Thursday, December 2, 2010

The Home Stretch and "Community"

I've got 31 entries to go until this crazy spur-of-the-moment experiment is done. I can't wait for it to be over, but I also feel like I have so much to add before it ends. I'll try not to spin my wheels or waste too much of your (and my) time.


This is a poem I used to teach English as a second language. I've probably mentioned my problematic relationship with Frost, but I can't deny he had talent and vision. Who else could do this much with a couplet?




The Span of Life
Robert Frost



The old dog barks backwards without getting up.
I can remember when he was a pup.




I've always loved using poetry to teach a language. This could be because my Russian teacher (hi, Larissa Petrovna!) would use literature as the bait to make me learn things like the locative case or verb declensions. She knew she could always reel me back in with, "Have you read Bella Akhmadulina? Have you read Griboedov's 'Woe from Wit'?"


But there's something to be said for letting forceful, powerful language drive your comprehension and acquisition instead of, "Donde esta la biblioteca?"
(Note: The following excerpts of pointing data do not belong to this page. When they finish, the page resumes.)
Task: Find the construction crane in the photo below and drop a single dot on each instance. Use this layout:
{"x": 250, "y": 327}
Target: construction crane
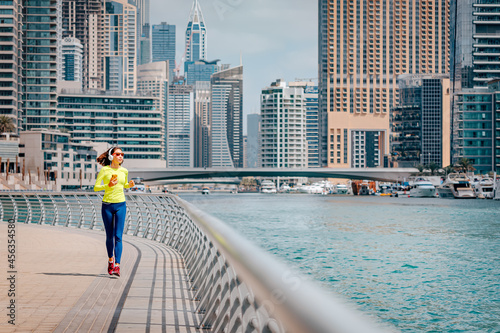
{"x": 310, "y": 79}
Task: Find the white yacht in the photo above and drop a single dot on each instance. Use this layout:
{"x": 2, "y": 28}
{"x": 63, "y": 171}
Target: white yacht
{"x": 341, "y": 189}
{"x": 323, "y": 187}
{"x": 457, "y": 186}
{"x": 267, "y": 186}
{"x": 484, "y": 188}
{"x": 422, "y": 188}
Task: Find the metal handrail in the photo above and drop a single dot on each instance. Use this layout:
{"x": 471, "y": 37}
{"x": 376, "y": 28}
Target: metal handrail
{"x": 238, "y": 287}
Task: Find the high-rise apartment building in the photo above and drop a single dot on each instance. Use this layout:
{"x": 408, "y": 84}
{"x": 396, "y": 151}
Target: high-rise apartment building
{"x": 363, "y": 46}
{"x": 41, "y": 49}
{"x": 202, "y": 70}
{"x": 486, "y": 45}
{"x": 72, "y": 60}
{"x": 118, "y": 46}
{"x": 11, "y": 61}
{"x": 131, "y": 122}
{"x": 80, "y": 19}
{"x": 474, "y": 133}
{"x": 152, "y": 79}
{"x": 421, "y": 122}
{"x": 202, "y": 94}
{"x": 283, "y": 127}
{"x": 226, "y": 118}
{"x": 461, "y": 31}
{"x": 196, "y": 35}
{"x": 475, "y": 36}
{"x": 312, "y": 122}
{"x": 163, "y": 43}
{"x": 253, "y": 140}
{"x": 180, "y": 125}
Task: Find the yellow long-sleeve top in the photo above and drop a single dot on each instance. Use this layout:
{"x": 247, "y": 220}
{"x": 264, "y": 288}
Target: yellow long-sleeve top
{"x": 112, "y": 194}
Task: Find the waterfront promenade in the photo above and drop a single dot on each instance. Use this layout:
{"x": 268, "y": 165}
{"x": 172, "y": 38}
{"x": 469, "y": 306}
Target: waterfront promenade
{"x": 62, "y": 284}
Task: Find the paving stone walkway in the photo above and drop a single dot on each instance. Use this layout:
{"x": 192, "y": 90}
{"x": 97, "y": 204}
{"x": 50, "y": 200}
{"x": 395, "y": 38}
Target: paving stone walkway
{"x": 62, "y": 284}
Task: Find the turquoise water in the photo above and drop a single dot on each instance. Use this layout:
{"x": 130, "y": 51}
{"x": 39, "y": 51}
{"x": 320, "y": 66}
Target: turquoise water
{"x": 420, "y": 265}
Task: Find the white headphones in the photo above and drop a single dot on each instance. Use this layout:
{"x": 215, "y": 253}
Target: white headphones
{"x": 110, "y": 156}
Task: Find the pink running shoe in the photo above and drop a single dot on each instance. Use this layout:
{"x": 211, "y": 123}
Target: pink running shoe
{"x": 116, "y": 271}
{"x": 111, "y": 267}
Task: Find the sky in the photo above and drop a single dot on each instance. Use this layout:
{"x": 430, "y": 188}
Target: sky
{"x": 276, "y": 38}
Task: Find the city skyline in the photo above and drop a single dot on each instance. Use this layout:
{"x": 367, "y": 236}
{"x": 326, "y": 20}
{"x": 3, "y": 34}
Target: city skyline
{"x": 282, "y": 45}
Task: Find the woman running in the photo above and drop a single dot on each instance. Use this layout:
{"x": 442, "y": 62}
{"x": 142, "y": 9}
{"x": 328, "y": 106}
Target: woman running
{"x": 113, "y": 178}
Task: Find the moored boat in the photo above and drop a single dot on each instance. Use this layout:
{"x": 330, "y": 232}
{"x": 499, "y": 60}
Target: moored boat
{"x": 422, "y": 188}
{"x": 457, "y": 186}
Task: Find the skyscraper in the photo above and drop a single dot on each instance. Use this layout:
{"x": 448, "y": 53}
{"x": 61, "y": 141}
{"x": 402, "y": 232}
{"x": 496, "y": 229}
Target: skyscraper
{"x": 253, "y": 140}
{"x": 180, "y": 125}
{"x": 11, "y": 61}
{"x": 421, "y": 121}
{"x": 72, "y": 59}
{"x": 196, "y": 35}
{"x": 310, "y": 101}
{"x": 202, "y": 94}
{"x": 80, "y": 19}
{"x": 226, "y": 118}
{"x": 283, "y": 127}
{"x": 486, "y": 46}
{"x": 118, "y": 46}
{"x": 461, "y": 31}
{"x": 163, "y": 43}
{"x": 41, "y": 37}
{"x": 153, "y": 79}
{"x": 363, "y": 46}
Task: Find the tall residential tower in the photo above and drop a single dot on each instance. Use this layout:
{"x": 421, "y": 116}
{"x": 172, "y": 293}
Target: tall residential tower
{"x": 196, "y": 35}
{"x": 363, "y": 46}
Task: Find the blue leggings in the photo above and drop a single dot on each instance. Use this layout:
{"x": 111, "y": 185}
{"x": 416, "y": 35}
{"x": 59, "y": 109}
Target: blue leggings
{"x": 114, "y": 229}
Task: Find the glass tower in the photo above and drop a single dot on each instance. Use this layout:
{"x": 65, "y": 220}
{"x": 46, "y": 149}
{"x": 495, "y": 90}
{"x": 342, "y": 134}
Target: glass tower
{"x": 163, "y": 43}
{"x": 10, "y": 61}
{"x": 226, "y": 118}
{"x": 196, "y": 35}
{"x": 41, "y": 33}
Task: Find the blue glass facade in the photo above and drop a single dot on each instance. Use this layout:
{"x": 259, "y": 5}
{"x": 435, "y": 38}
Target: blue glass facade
{"x": 199, "y": 71}
{"x": 312, "y": 126}
{"x": 163, "y": 43}
{"x": 475, "y": 129}
{"x": 130, "y": 122}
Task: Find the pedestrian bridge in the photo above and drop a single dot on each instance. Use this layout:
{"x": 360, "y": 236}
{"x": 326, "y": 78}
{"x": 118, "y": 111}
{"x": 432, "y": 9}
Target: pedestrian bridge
{"x": 182, "y": 271}
{"x": 155, "y": 176}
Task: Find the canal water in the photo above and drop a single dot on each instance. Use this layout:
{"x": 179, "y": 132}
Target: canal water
{"x": 420, "y": 265}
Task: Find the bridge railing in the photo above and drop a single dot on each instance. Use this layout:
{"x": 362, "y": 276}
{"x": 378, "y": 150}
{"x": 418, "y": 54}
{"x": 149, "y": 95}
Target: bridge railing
{"x": 238, "y": 287}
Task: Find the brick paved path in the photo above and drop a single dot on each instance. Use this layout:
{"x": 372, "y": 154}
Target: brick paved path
{"x": 62, "y": 284}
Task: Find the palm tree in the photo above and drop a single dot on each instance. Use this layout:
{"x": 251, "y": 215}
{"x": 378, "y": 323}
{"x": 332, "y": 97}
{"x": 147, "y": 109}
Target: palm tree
{"x": 433, "y": 166}
{"x": 6, "y": 124}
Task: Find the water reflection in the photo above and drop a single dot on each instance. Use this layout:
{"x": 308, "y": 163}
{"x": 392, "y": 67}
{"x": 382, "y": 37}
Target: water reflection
{"x": 419, "y": 264}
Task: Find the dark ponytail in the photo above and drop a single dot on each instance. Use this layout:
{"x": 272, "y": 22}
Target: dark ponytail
{"x": 103, "y": 159}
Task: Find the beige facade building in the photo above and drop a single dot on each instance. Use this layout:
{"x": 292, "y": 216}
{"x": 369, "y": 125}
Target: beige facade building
{"x": 153, "y": 79}
{"x": 363, "y": 46}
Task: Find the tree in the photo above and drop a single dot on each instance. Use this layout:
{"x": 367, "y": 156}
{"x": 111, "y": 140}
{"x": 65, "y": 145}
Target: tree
{"x": 464, "y": 165}
{"x": 433, "y": 166}
{"x": 6, "y": 124}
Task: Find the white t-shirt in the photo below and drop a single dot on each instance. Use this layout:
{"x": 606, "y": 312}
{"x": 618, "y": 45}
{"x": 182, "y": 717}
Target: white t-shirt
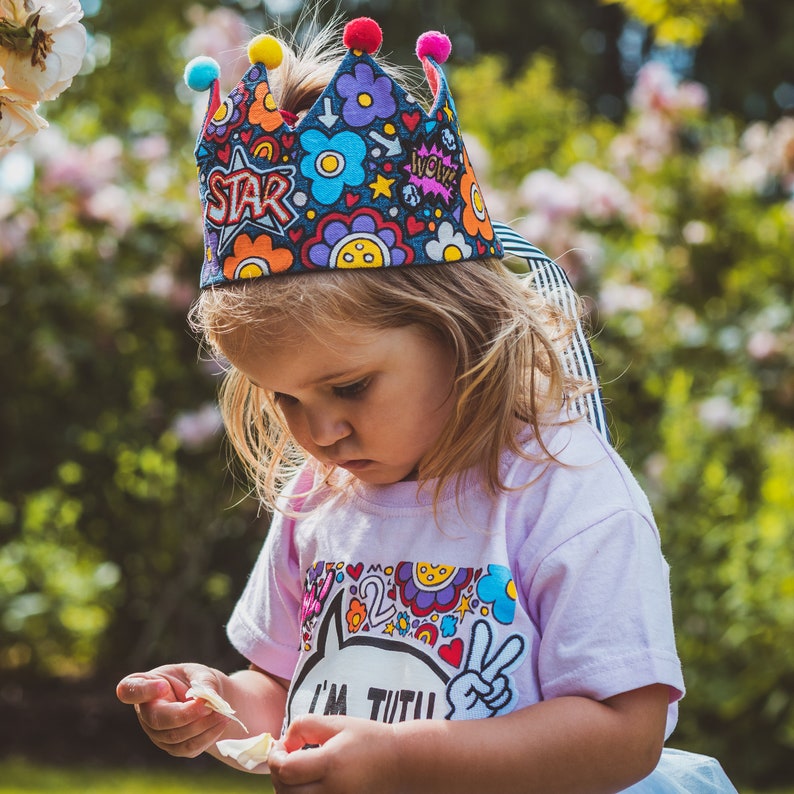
{"x": 374, "y": 607}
Although that can be hella sweet, too:



(And if you're not watching "Community" on NBC Thursday nights, you're missing out like all those people just now discovering "Arrested Development" or "Firefly.")


T.S. Eliot spoke of how poetry could be understood before it could be comprehended. Even if there are holes in your vocabulary or you can't make all the connections between clauses, the essential literature-ness shines through. Even in a language you don't quite speak, poems work. More on this later when I wax even droller and more dull on yet more Russian poetry.